Mortgage Crisis Hits Las Vegas

            This article focuses on the effects of the housing crisis on Las Vegas, Nevada. Las Vegas was found to be the foreclosure capital of America, according to RealtyTrac, a property-listings firm. In some of the poorer suburbs the foreclosure rate is one in every five houses. Some of the people have managed to hold on to their homes though. This may seem like a good thing but with property prices around 60% below the peak of 2006, this leaves 70% of the homeowners owing more than what their property is worth.
            Cheap and abundant credit was rampant in the Sunbelt over the recent decades. The ten cities with the highest foreclosure rates are in Arizona, California, and Nevada. Of the other 7 only one, Michigan, lies outside the Southwest.
            Las Vegas’s outside suburbs are “eerily quiet”, due to the amount of unsold and foreclosed homes. In North Las Vegas, every second house has a “For Rent” sign, offering absurdly low prices to rent. Some of have been abandoned and boarded up. The main “strip” of Vegas is even littered with abandoned construction sites that had been started during the boom.
            The high concentration of foreclosures in an area creates a domino effect. The foreclosed properties drive down the price of others and the homeowners re deeper in negative equity; they have mortgages worth more than their house. Many who suffer from foreclosure do so by choice.
 Local governments get their money from property taxes which they figure will lose a fifth of their income over the next few years. This ripple effect even trickles down to the local economy. Many who have kept their houses are worried they will not have enough when this occurs again so they are very frugal. Car sales are down in the Vegas area. Losing your house has many social effects on the communities as well. Children do worse in school; drug and alcohol abuse; and marriages being broken.
I decided to connect this to “Rethinking the American Economy” theme in class.

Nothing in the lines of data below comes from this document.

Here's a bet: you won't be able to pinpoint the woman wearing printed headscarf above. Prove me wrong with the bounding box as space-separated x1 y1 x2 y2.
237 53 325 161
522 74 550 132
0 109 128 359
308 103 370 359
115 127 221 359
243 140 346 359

We thoroughly discussed the subprime mortgage crisis in class. This article shows how it affects so many people even if it does not affect you directly. It goes to show that the system of credit we were and currently are using is flawed and can cause many issues.
This article offered many different effects of the subprime mortgage crisis. Foreclosures do not just affect the person foreclosing. They affect the communities, local governments, and local economies. The risky lending by the banks has shown to be a much more disastrous decision than I had thought of.
 The article did not have any biases at all. It was very thorough with its information and no ulterior motives for the view point were present.